United States v. International Harvester Co.

STONE, Circuit Judge

(dissenting). 1. The decree in this case provided (a) that defendant, International Harvester Company, was an unlawful combination; (b) that it should be dissolved “into such number of parts of separate and distinct ownership as may be necessary to restore competitive conditions and bring about a new situation in harmony with law”; (e) that the defendants be given an opportunity to present a plan “for such separation and division”; (d) that if defendants did not present such plan, the court would entertain an application for a receiver; (e) that jurisdiction was retained “to make such additional decrees as may be deemed necessary to secure the final winding up and dissolution of the combination and monopoly complained of.” That decree was made final by dismissal of defendants’ appeal therefrom to the Supreme Court and by express statement in the consent decree or order entered November 2, 1918.

2. An agreed plan “for carrying into effect the order contained in said decree that the combination and monopoly therein adjudged to be dissolved” was set forth and approved in the decree or order of November 2,1918.

That plan provided (a) that the Osborne, Milwaukee and Champion lines of harvesting machines (then being made and sold by defendant, International Harvester Company), as well as the plants where such lines had formerly been made, should, within a stated time, each be sold to separate responsible manufacturers of agricultural machinery which were free from control of defendants; (b) that unless competitive conditions were restored in harvesting machinery within a stated time, the plaintiff might apply for such further relief as neeessary to such restoration; (e) jurisdiction was retained “to" carry into effect the provisions of the decrees herein entered.”

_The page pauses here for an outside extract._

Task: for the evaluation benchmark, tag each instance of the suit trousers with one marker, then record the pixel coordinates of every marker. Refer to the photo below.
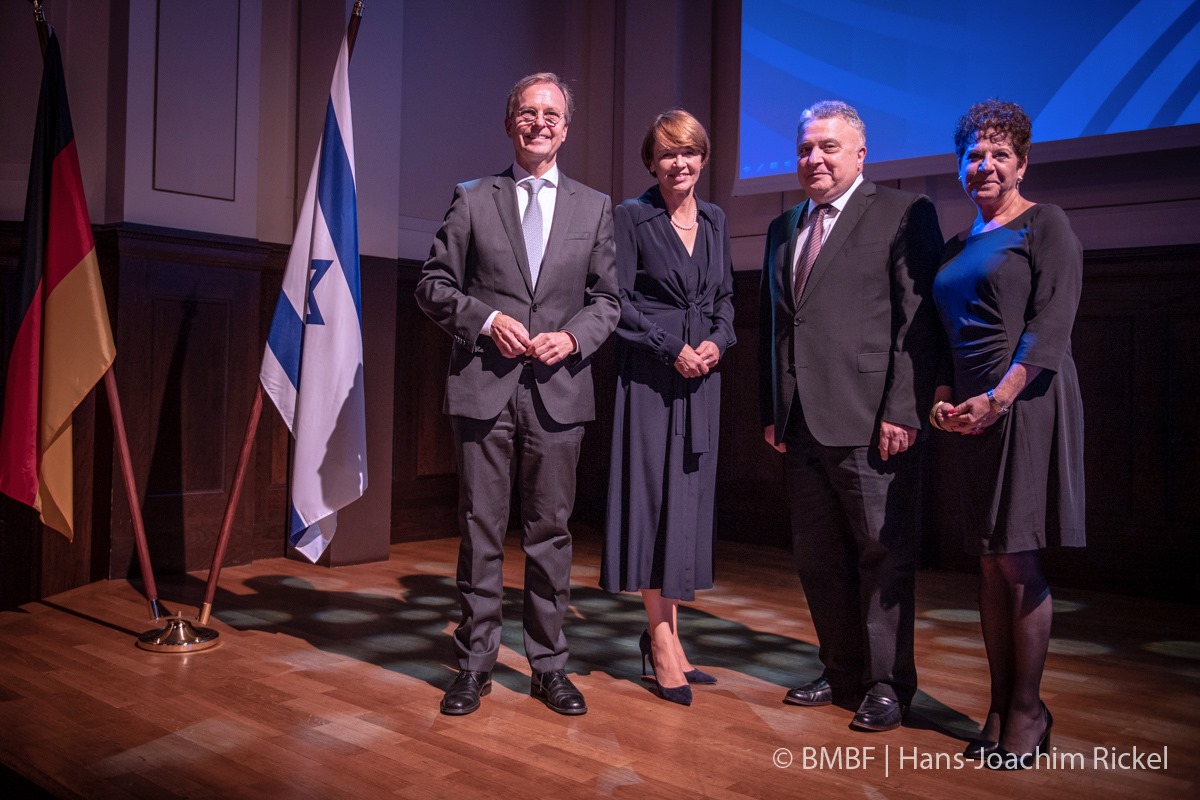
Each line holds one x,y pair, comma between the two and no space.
523,444
855,545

3. The test period for the above plan having expired, the plaintiff presents its application and ease for further relief and asks dissolution of defendants’ business and assets into three separately owned companies or groups, one of which shall include the Deering lines, one the McCormick lines and one the material companies.

Defendants present no counterplan but stand upon their contention that the plan now in operation has proven such a dissolution of the business as to restore competitive conditions.

4. I think the evidence upon the application shows that the plan has entirely failed to restore genuine competitive conditions. True competition does not exist where one of the “competitors” so entirely dominates the particular industry or trade that it can and does dictate the “competitive” prices. Competition which depends upon the sufferance of one of the competitors is a complete sham. This evidence convinces me that the International has such advantages in resources, organization, selling mediums, production costs, ownership and manufacture of raw material (steel) and in volume and spread of business as to be able completely to dominate this business. Also, that it does so control, and dominate by regulating prices. The International fixes prices for its own harvesting machinery and the other manufacturers .prudently govern their prices thereby.

5. I think the court should consider means to restore rea^ competitive conditions, either by carrying out some division of assets and property in accordance with the decree or by orders which will prevent the harmful exercise, by defendants, of the existing power to control this vital industry.